The PonoPlayer will be available for order on the crowdfunding site starting March 15, according to a leaked release purported to be from Young's PonoMusic.
The company did not immediately respond to inquiries but it posted an article on Facebook that refers to the leaked release.
Backers of the Kickstarter campaign will be able to order the player at a discount from the manufacturer's suggested retail price of $399. The shipping date has not been announced.
The player is billed as offering "studio master-quality digital music at the highest audio fidelity possible" from major and independent record labels. Observers have said it may prompt Apple to consider improving the sound quality on MP3s offered on its popular iTunes music service.
The device has an unusual triangular form factor and an LCD touch screen. It has 128GB of memory and can store 1,000 to 2,000 high-resolution music albums, according to the leaked release.
Young, a Grammy Award winner who has been recording since the 1960s, will unveil the player on Tuesday at the SXSW 2014 Music Conference.
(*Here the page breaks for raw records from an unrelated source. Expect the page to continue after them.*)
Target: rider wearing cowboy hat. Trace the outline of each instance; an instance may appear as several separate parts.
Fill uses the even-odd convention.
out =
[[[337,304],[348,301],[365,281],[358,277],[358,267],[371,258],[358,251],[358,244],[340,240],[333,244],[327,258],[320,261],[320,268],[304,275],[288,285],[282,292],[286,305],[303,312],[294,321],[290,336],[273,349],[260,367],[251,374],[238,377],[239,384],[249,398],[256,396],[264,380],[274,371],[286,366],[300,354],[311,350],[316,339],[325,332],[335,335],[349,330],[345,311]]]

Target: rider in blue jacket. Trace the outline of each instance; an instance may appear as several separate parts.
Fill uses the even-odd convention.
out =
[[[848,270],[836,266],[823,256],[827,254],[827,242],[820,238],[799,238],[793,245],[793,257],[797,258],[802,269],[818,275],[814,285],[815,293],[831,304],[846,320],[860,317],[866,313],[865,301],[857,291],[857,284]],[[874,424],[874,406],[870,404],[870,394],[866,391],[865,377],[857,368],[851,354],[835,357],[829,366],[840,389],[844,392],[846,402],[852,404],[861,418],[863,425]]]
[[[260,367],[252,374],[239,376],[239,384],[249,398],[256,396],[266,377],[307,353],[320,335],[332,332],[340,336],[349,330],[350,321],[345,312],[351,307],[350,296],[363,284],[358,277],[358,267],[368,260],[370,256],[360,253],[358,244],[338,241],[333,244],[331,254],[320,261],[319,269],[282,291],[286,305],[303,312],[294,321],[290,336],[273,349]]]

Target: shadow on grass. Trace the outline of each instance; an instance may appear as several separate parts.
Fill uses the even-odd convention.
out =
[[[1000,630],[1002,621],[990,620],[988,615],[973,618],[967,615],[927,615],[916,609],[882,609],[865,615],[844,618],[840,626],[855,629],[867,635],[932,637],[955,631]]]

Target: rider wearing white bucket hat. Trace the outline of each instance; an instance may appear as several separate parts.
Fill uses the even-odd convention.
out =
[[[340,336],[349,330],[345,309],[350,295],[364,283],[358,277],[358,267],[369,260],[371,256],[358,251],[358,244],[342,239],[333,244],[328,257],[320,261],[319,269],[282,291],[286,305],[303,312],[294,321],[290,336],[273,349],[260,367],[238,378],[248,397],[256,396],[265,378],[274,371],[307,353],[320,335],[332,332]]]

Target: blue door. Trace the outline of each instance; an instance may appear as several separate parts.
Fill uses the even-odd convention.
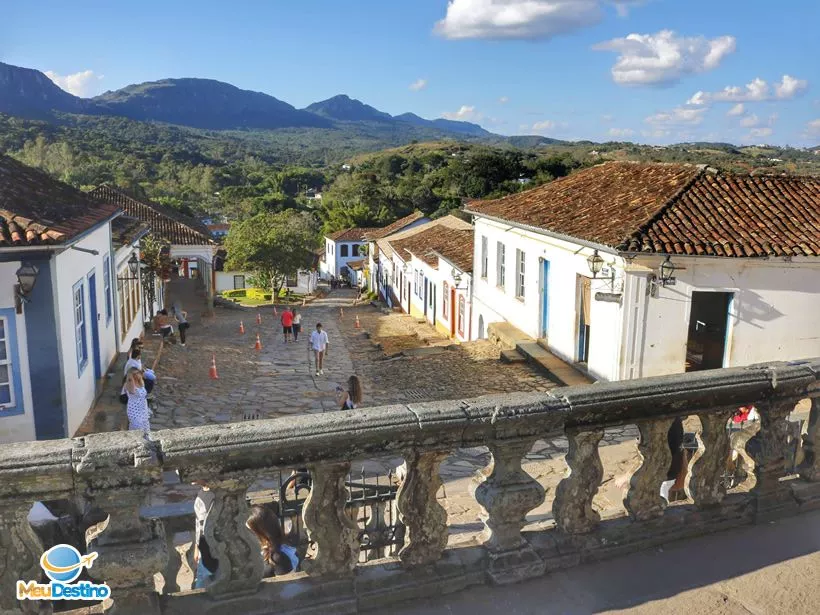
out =
[[[102,376],[102,367],[100,366],[100,315],[97,312],[97,274],[88,274],[88,297],[91,306],[91,356],[94,359],[94,379],[99,380]]]
[[[546,338],[549,334],[549,314],[550,314],[550,262],[541,259],[541,334],[539,337]]]

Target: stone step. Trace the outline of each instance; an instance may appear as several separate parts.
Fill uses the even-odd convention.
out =
[[[527,357],[518,352],[515,348],[505,348],[501,351],[502,363],[526,363]]]
[[[536,341],[519,342],[516,345],[516,350],[559,384],[573,386],[576,384],[592,384],[593,382],[592,378],[562,361]]]

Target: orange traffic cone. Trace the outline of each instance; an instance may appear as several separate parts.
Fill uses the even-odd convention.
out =
[[[259,334],[256,334],[256,345],[254,345],[255,350],[262,350],[262,340],[259,339]]]
[[[241,320],[239,321],[239,333],[240,335],[245,335],[245,323]]]
[[[362,325],[361,325],[361,323],[359,322],[359,315],[358,315],[358,314],[356,314],[356,328],[357,328],[357,329],[361,329],[361,328],[362,328]]]
[[[262,314],[260,314],[259,312],[256,313],[256,324],[257,325],[262,324]]]
[[[345,318],[345,309],[339,308],[339,320],[344,320]]]
[[[278,315],[279,315],[279,312],[277,312],[277,311],[276,311],[276,306],[275,306],[275,305],[273,306],[273,315],[274,315],[274,316],[278,316]]]
[[[302,297],[302,307],[305,307],[306,304],[307,304],[307,299]]]
[[[208,376],[211,380],[219,380],[219,374],[216,373],[216,355],[211,355],[211,369],[208,370]]]

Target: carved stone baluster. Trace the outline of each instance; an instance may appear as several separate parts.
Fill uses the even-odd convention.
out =
[[[265,572],[259,539],[245,525],[250,514],[245,500],[250,483],[248,478],[210,483],[214,501],[204,535],[219,568],[206,589],[215,598],[255,592]]]
[[[800,476],[808,481],[820,481],[820,397],[811,400],[809,425],[803,436]]]
[[[768,518],[784,507],[795,505],[791,491],[783,485],[788,447],[787,417],[794,409],[793,401],[760,403],[760,431],[746,445],[755,462],[755,486],[751,494],[755,497],[755,511],[759,521]]]
[[[489,445],[492,461],[471,485],[482,506],[484,546],[494,583],[515,583],[542,575],[545,564],[521,535],[529,511],[544,501],[544,488],[521,468],[535,438]]]
[[[108,514],[86,532],[86,549],[98,558],[88,574],[111,588],[116,615],[159,614],[154,574],[165,570],[165,531],[158,520],[140,517],[152,485],[161,481],[152,443],[139,432],[92,434],[74,451],[86,497]]]
[[[726,423],[731,410],[698,414],[703,453],[692,464],[689,494],[698,508],[717,506],[726,495],[726,469],[732,447]]]
[[[603,429],[567,430],[569,475],[558,483],[552,504],[555,524],[567,534],[591,532],[601,521],[592,509],[592,499],[604,475],[598,455],[598,443],[603,437]]]
[[[439,466],[447,455],[445,451],[409,451],[404,455],[407,475],[396,499],[400,519],[407,527],[407,542],[399,551],[406,566],[435,562],[447,546],[447,511],[436,499],[441,487]]]
[[[177,550],[174,544],[174,532],[167,526],[163,526],[165,530],[165,551],[168,553],[168,563],[165,570],[162,572],[162,578],[165,579],[165,585],[162,587],[163,594],[173,594],[180,590],[177,577],[179,570],[182,567],[182,555]],[[196,571],[194,572],[196,574]]]
[[[42,577],[40,556],[43,544],[28,522],[31,502],[0,504],[0,613],[37,613],[38,601],[17,601],[17,581],[37,581]]]
[[[302,509],[312,548],[305,561],[311,574],[347,576],[359,561],[359,530],[345,513],[345,480],[350,462],[308,466],[313,486]]]
[[[672,462],[668,434],[673,421],[657,419],[638,423],[641,435],[638,452],[643,462],[629,480],[629,491],[624,499],[624,507],[637,521],[659,517],[666,508],[660,490]]]

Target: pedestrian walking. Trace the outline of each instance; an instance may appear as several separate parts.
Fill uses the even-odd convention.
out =
[[[287,574],[299,567],[296,549],[285,544],[282,523],[270,504],[251,506],[245,526],[256,535],[262,547],[263,577]]]
[[[325,357],[330,343],[327,339],[327,331],[322,330],[322,323],[316,323],[316,330],[310,334],[310,347],[316,357],[316,375],[322,376],[325,373]]]
[[[154,385],[157,383],[157,375],[154,373],[154,370],[145,369],[142,366],[142,350],[140,346],[132,345],[131,352],[128,355],[128,360],[125,362],[125,367],[123,367],[123,390],[121,394],[125,393],[125,378],[128,376],[128,371],[132,369],[140,371],[143,379],[145,380],[145,390],[150,395],[151,391],[154,390]],[[127,400],[123,403],[126,402]]]
[[[140,370],[128,371],[125,377],[125,393],[128,396],[128,429],[141,429],[147,434],[151,431],[151,411],[148,408],[148,392],[145,390],[145,381]]]
[[[162,335],[162,340],[165,341],[168,336],[174,332],[174,327],[171,324],[171,317],[168,316],[168,310],[165,308],[157,312],[154,318],[154,330]]]
[[[191,327],[191,323],[188,322],[188,312],[183,310],[182,306],[178,303],[174,304],[174,319],[179,323],[177,325],[179,329],[179,345],[185,348],[185,335]]]
[[[358,376],[347,379],[347,390],[341,385],[336,387],[336,403],[340,410],[354,410],[362,403],[362,383]]]
[[[302,332],[302,315],[293,309],[293,341],[299,341],[299,334]]]
[[[286,307],[282,310],[282,316],[279,318],[279,321],[282,323],[282,333],[285,336],[285,343],[287,344],[290,341],[291,333],[293,333],[293,312],[290,311],[290,308]]]

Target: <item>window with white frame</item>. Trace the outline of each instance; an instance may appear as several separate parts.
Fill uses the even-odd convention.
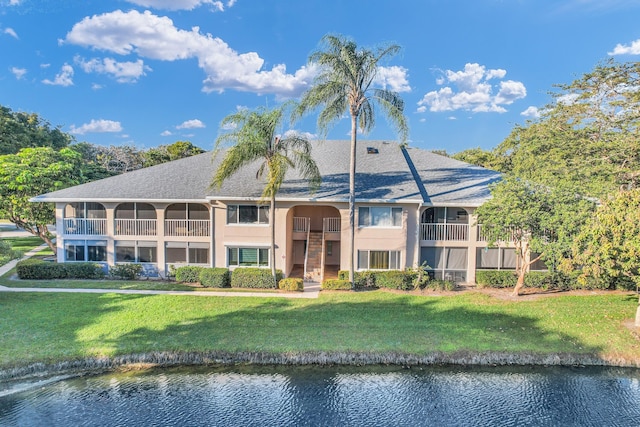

He has been working on the project based on the belief that MP3 and CD are "flawed" digital music formats, as PonoMusic said on its website.
Data that is "trapped" on recordings made over the last 50 years can be used to recreate music as it sounded by the musicians that originally played it, according to the company.
"Hearing Pono for the first time is like that first blast of daylight when you leave a movie theater on a sun-filled day," Young was quoted as saying on PonoMusic's Facebook page.
It remains to be seen whether the PonoPlayer will only appeal to audiophiles or will find a wider following. Commentators on the Facebook page questioned its price, triangular form and whether the improved music fidelity will actually be discernible.
However, the growing, if cult, popularity of music releases on vinyl indicates that there is an appetite for music recordings with a fuller sound than is permitted by compressed digital files.
The project also involves an online music store called PonoMusic, and a desktop media management app called Pono. It can sync with the PonoPlayer as well as other high-resolution devices, the company said without giving details.
"Pono has huge potential to get civilians into better sounding music," audiophile Chris Connaker wrote in response to comments about the press release that he leaked. "All ships rise with the tide."